Obviously her case clearly lacks any circumstance of substantial significance that would bring it within the orbit of Corry. Indeed if in that case the dangerous condition of the terrace railing were absent and the petitioner there had merely fallen to the ground of the terrace, she would have been in the precise situation of the instant petitioner. It is the presence of that one circumstance which made all the difference in her favor. Her blacking out and falling even though on the employer's premises and during working hours would have been insufficient to establish a nexus between her employment and her injury.
In our opinion the instant case is more nearly akin to Fossum v. George A. Fuller Co., 70 R.I. 191, and Perri v. Scott Testers, Inc., 84 R.I. 91. In Fossum the petitioner's decedent had left his desk and was smoking a cigarette near the door of his place of employment when he was fatally stricken with a heart attack. Although this occurred on the employer's premises during working hours we held that in the absence of evidence of a condition of the place of employment or of any other circumstance incidental to his work there was no causal connection between his employment and his death.
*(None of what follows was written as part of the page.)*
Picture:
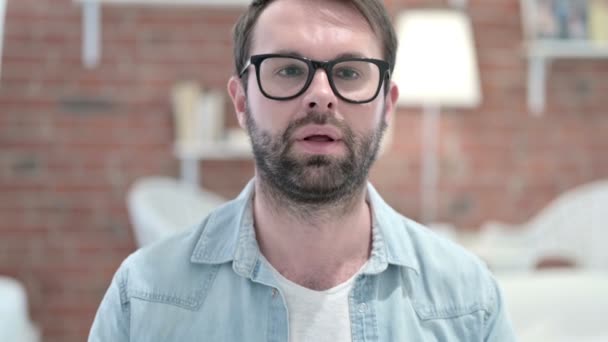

In Perri the facts were even more closely akin to those in the instant case. There the petitioner while reading a newspaper on the employer's premises during the lunch hour injured his shoulder in the act of reaching to switch on an electric light above his head. We held the facts did not establish a nexus between his employment and his injury.
After a careful consideration of all of our cases cited by the petitioner, including those which we have not discussed here, we are of the opinion that the commission did not err in finding that the petitioner had failed to prove causal relation between her employment and her injury.
The petitioner's appeal is denied and dismissed, the decree appealed from is affirmed, and the cause is remanded to the workmen's compensation commission for further proceedings.